FDA is planning further research studies on the autoimmune basis for drug hypersensitivity, following the publication of a study by its staff that found the precise mechanism by which carriers of a certain gene can develop severe reactions to ViiV Healthcare ’s HIV drug Ziagen (abacavir).

Abacavir causes the immune system to mistake a patient’s own healthy tissues and proteins for foreign invaders and attack them if the patient is a carrier of the HLAB*57:01 allele.

“The effect is similar to what happens when the immune system recognizes a viral or bacterial protein during an infection,” FDA explained in a statement about an article in the professional journal AIDS, the lead author of which is Michael Norcross of CDER’s Office of Pharmaceutical Sciences. “The research team’s work will provide the FDA with new tools to analyze the safety of drugs that have the potential to cause severe allergic reactions. This latest discovery will advance the FDA’s ability to approve therapies that are personalized for safety.”

The HLAB*57:01 gene is part of a group of “HLA Class I and Class II alleles” that are linked to immune-mediated or idiosyncratic drug reactions. Patients with the HLAB*57:01 gene also are vulnerable to drug-induced liver injury if they take the Actavis’s antibiotic Floxapen (flucloxacillin) (which is approved in Europe but not the U.S.), Norcross and co-authors noted.

Prevalence of the gene varies by region and racial group. “In the U.S., prevalence is 8%, 4%, 2% and 1% in Caucasians, African-Americans, Hispanics and Asians, respectively,” FDA noted in an email. The study was triggered by reports of adverse reactions, the agency said, but added that “no changes are currently planned in the FDA-approved labeling as a result of this study.”
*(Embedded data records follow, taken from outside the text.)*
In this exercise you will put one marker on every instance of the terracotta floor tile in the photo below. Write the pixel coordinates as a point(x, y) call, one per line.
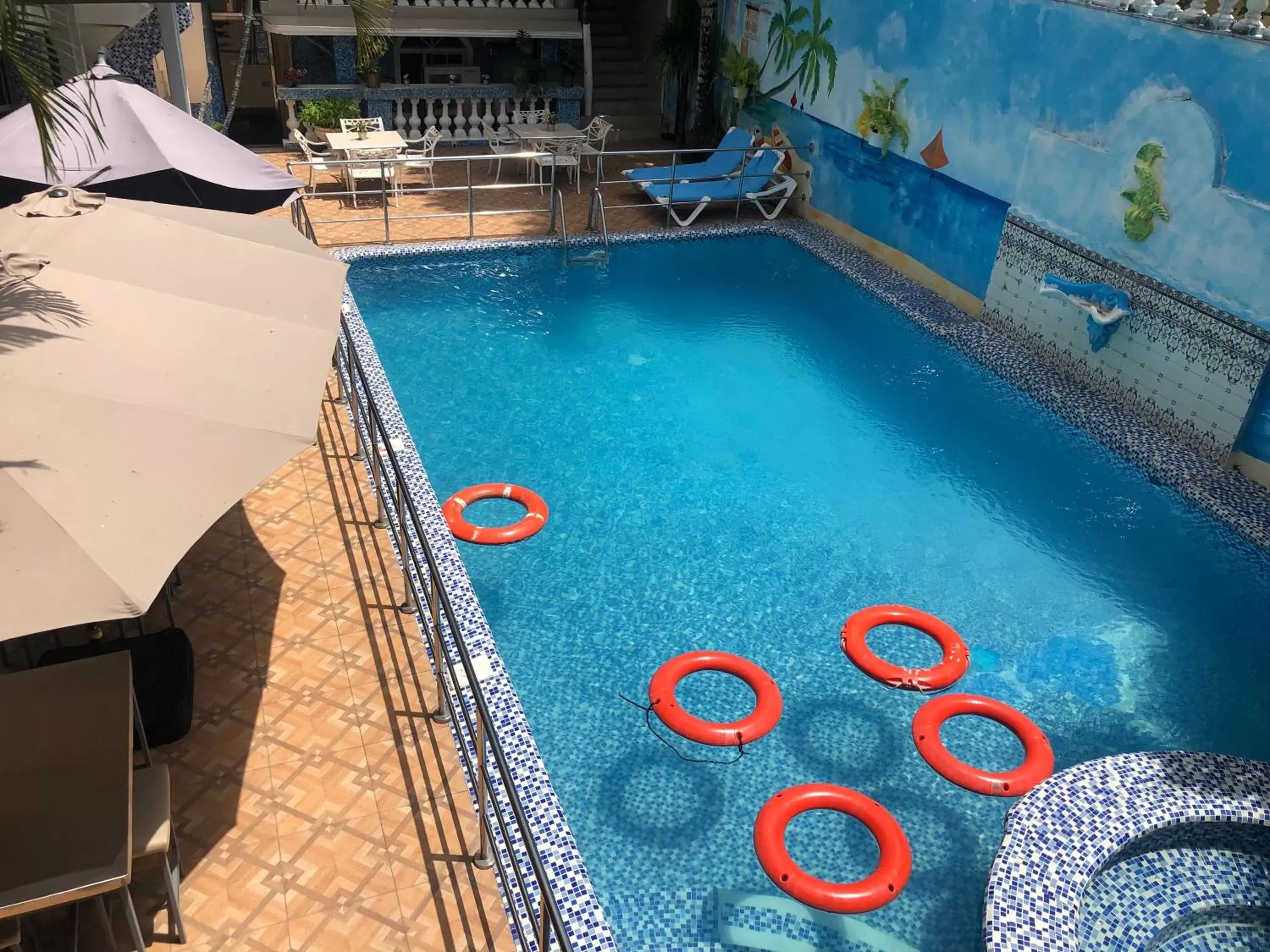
point(374, 924)
point(309, 683)
point(309, 725)
point(323, 789)
point(336, 866)
point(221, 740)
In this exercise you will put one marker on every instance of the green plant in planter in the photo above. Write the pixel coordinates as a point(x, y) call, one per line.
point(1145, 205)
point(327, 113)
point(881, 118)
point(527, 69)
point(741, 70)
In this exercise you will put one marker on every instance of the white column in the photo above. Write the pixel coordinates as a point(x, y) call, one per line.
point(460, 120)
point(586, 69)
point(169, 32)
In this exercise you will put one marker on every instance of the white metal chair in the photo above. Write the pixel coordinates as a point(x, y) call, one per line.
point(369, 168)
point(564, 154)
point(597, 131)
point(374, 125)
point(501, 143)
point(420, 153)
point(529, 117)
point(153, 834)
point(313, 155)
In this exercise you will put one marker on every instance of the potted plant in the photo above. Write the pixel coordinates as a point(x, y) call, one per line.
point(879, 122)
point(526, 70)
point(567, 61)
point(322, 116)
point(742, 72)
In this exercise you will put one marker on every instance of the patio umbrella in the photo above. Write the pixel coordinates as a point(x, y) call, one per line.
point(157, 362)
point(153, 151)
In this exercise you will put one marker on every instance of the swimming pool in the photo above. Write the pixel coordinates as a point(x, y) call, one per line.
point(740, 448)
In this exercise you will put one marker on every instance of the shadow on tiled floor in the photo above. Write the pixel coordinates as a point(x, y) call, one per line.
point(317, 804)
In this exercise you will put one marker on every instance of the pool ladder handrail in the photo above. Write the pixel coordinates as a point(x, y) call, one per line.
point(597, 205)
point(459, 693)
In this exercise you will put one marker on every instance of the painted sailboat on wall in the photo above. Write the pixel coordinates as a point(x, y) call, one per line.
point(934, 154)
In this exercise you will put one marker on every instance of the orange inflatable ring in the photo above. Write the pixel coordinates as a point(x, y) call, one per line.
point(534, 520)
point(1038, 756)
point(760, 721)
point(878, 889)
point(957, 658)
With its research continuing on the autoimmune basis for drug hypersensitivity, FDA noted that “other drugs with reactions associated with HLA are carbamazepine and allopurinol.”

Limited Impact On Ziagen

The FDA researchers did in vitro tests and found that Ziagen, but not Bristol-Myers Squibb Co.’s HIV drug Videx/Videx EC (didansosine) or Floxapen, “enhanced binding of the FITC labeled self-peptide LF9 to HLA-B*57:01 in a dose dependent manner.” This leads to “drug-induced autoimmunity” and “generates an array of neo-antigen peptides that drive polyclonal T-cell autoimmune responses and multi-organ systemic toxicity.”
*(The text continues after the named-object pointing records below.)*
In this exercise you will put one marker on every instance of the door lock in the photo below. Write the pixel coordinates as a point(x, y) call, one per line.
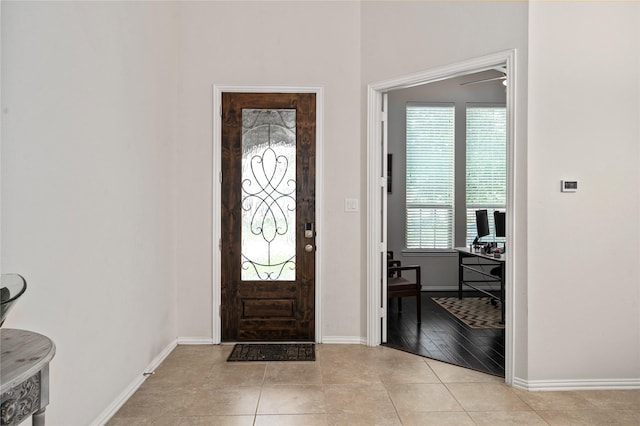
point(308, 230)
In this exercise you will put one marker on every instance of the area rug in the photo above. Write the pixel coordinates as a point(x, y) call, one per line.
point(273, 352)
point(476, 312)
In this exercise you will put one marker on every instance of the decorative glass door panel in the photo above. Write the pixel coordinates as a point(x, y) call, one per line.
point(268, 247)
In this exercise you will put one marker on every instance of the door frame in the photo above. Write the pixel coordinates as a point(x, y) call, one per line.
point(376, 194)
point(217, 198)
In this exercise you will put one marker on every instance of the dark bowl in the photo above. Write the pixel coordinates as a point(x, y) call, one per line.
point(12, 286)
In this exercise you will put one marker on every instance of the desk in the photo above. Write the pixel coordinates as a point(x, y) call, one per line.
point(484, 260)
point(24, 376)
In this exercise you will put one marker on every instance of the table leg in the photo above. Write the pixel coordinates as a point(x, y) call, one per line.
point(460, 276)
point(37, 419)
point(502, 271)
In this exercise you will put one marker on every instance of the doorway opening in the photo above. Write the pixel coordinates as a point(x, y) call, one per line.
point(377, 216)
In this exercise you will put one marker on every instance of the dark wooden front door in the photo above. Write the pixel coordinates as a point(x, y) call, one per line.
point(268, 216)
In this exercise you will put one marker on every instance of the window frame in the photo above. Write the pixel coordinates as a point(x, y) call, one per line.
point(450, 207)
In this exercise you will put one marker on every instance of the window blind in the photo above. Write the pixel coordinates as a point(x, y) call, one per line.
point(486, 168)
point(430, 175)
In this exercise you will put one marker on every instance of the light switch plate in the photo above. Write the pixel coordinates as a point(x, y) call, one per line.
point(351, 205)
point(569, 186)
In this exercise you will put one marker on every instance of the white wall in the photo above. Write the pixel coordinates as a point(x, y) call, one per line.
point(270, 43)
point(107, 176)
point(426, 35)
point(584, 291)
point(441, 267)
point(88, 105)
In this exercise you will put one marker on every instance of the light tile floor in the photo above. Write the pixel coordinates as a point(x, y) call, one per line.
point(353, 385)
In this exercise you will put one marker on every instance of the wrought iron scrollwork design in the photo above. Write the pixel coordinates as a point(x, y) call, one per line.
point(269, 192)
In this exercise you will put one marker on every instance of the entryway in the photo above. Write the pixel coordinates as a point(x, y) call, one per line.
point(268, 240)
point(377, 196)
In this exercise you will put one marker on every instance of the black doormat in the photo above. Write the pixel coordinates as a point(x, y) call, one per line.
point(273, 352)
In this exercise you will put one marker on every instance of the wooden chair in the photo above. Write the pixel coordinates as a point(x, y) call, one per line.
point(409, 284)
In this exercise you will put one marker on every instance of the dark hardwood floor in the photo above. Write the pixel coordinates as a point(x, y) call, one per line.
point(444, 337)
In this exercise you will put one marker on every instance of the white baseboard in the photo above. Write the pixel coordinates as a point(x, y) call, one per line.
point(344, 340)
point(113, 408)
point(195, 341)
point(580, 384)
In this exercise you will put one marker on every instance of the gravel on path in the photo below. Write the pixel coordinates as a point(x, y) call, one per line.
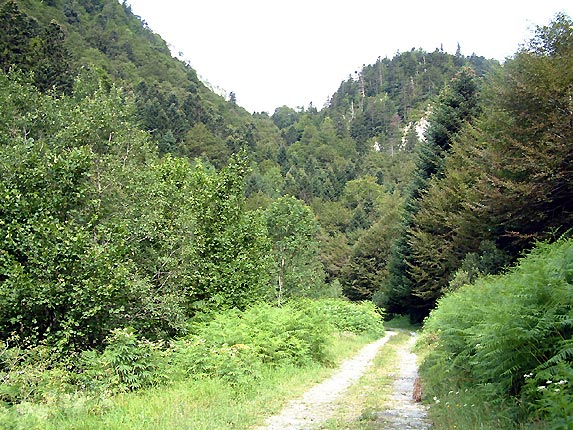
point(319, 403)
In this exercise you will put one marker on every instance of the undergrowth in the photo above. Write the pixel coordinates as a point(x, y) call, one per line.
point(236, 349)
point(499, 353)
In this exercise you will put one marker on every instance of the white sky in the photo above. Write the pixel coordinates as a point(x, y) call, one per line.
point(274, 53)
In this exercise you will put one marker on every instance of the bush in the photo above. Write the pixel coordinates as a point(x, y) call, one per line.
point(126, 364)
point(494, 332)
point(358, 318)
“The science presented in the AIDS journal article deepens our understanding of how a drug may affect how the body identifies its own cells and material from those of pathogens, which is the mechanism behind human leukocyte antigens, or HLAs,” Viiv said in an email.

The company noted that a 2002 article in the journal The Lancet first pinpointed the strong association between HLAB*57:01 and abacavir hypersensitivity reaction. This led to a study by GlaxoSmithKline Inc., which held the rights to Ziagen before passing them on to Viiv, and a 2008 revision of the label to note the association between the HLAB*57:01 allele and hypersensitivity reactions, and recommending HLAB*57”01 testing before initiation or re-initiation of treatment (Also see "GSK’s Ziagen Relabeled: REMS And The Path To Personalized Medicine" - Pink Sheet, 4 Aug, 2008.).

“Anyone that has had a suspected abacavir HSR previously should never be reinitiated on the medicine. The reference to re-initiation is for patients who have been on and tolerated abacavir treatment previously,” the company added.

[Editor’s note: This article has been corrected; the original version incorrectly listed the prevalence of the HLAB*57:01 gene in African Americans as 5%. It is in fact 4%.]